Ao longo dos 54 anos de existência enquanto Estado independente, a Guiné-Bissau foi palco de sucessivas crises políticas, institucionais e governativas. Uma análise honesta da história constitucional do país revela que uma das causas estruturais das crises tem sido o conflito recorrente de competências e legitimidades entre o Presidente da República e o Primeiro-Ministro, típico de um semipresidencialismo mal estabilizado, marcado por ambiguidades constitucionais, fragilidade partidária e ausência de cultura de compromisso institucional.
Este dado histórico é essencial para compreender o contexto em que surge a nova Constituição aprovada pelo Conselho Nacional de Transição. É legítimo reconhecer que a repetição de bloqueios entre Presidência e Governo — frequentemente acompanhados de dissoluções parlamentares, quedas de executivos e intervenções militares — criou, ao longo do tempo, a perceção de que o modelo vigente era incapaz de garantir estabilidade governativa duradoura. Foi precisamente essa leitura que serviu de base política e conceptual à atual revisão constitucional, orientada para eliminar os focos de conflito no vértice do Executivo.
Todavia, a forma escolhida para responder a esse problema histórico levanta sérias reservas. A nova Constituição opta por uma presidencialização extrema do sistema, concentrando no Presidente da República as funções de Chefe de Estado e de Chefe do Governo. O Presidente passa a dirigir diretamente o Executivo, a presidir ao Conselho de Ministros, a coordenar e orientar os ministros e a nomear e exonerar todo o Governo. Embora o texto continue a qualificar o regime como semipresidencialista, na prática institui-se um modelo hiperpresidencialista, no qual o centro efetivo do poder político se encontra numa única figura institucional, de resto, semelhante em muitos aspetos a outras constituições de países vizinhos, como, por exemplo, a do Senegal.

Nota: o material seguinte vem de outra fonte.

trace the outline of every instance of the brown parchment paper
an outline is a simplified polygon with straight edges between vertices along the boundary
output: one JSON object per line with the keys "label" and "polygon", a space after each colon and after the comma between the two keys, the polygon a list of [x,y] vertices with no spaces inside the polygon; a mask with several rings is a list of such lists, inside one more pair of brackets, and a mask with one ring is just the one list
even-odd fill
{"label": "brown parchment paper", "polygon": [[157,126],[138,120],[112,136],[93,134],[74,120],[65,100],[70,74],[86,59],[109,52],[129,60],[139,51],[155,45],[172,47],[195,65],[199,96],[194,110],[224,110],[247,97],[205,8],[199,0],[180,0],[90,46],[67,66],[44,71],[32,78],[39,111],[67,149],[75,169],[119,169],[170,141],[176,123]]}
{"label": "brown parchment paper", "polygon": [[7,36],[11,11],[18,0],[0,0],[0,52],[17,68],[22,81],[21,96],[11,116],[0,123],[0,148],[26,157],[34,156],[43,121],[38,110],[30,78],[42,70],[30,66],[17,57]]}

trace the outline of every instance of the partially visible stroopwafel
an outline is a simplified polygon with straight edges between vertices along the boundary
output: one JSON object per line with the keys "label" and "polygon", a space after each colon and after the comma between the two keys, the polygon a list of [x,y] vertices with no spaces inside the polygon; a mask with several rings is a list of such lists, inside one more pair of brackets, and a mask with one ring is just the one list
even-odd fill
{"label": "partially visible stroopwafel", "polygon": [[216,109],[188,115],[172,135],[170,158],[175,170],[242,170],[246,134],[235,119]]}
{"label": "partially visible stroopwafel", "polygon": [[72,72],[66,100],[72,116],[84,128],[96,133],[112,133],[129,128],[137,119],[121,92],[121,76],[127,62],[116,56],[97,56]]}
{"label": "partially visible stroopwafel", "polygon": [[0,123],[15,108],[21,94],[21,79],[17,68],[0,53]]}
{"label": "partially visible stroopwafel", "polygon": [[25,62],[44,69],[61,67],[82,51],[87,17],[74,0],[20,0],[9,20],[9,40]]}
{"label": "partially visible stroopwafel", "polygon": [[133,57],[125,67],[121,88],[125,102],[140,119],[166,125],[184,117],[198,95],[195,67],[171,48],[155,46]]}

Como consequência direta dessa opção, verifica-se a subordinação política e funcional do Primeiro-Ministro. Tradicionalmente concebido como Chefe do Governo e responsável pela condução da política geral do país, o Primeiro-Ministro perde autonomia política e transforma-se num agente executor das orientações presidenciais. Esta reconfiguração altera profundamente a lógica do Executivo, enfraquece a colegialidade governativa e reduz o papel do Parlamento enquanto instância efetiva de controlo político do Governo.
A terceira dimensão crítica reside na legitimidade jurídico-constitucional do processo de revisão. A nova Constituição foi aprovada por um órgão de transição, não eleito, num contexto de rutura institucional subsequente aos acontecimentos de 26 de novembro de 2025.
Ainda que a instabilidade crónica do passado sirva de pano de fundo explicativo, ela não elimina as interrogações legítimas sobre o respeito pelo princípio da soberania popular e sobre a durabilidade de um pacto constitucional produzido fora dos mecanismos ordinários de revisão previstos na ordem constitucional anterior.
É inegável que o novo texto procura responder a um problema real da história política guineense: os conflitos permanentes entre Presidente e Primeiro-Ministro. Contudo, eliminar o conflito institucional através da supressão do equilíbrio de poderes pode resolver um problema imediato, mas criar outros mais profundos no médio e longo prazo.
A experiência comparada em África demonstra que a concentração excessiva de poder no Executivo presidencial tende a fragilizar os mecanismos de responsabilização, a reduzir o pluralismo político e a aumentar o risco de novas crises, ainda que sob formas diferentes.
A Guiné-Bissau encontra-se, assim, perante um dilema central: corrigir as disfunções do passado sem comprometer os princípios fundamentais do Estado de Direito. Uma Constituição deve ser simultaneamente um instrumento de estabilidade e um garante de equilíbrio institucional. Responder às crises históricas exige reformas ponderadas, não soluções que substituam conflitos de poder por hegemonias de poder.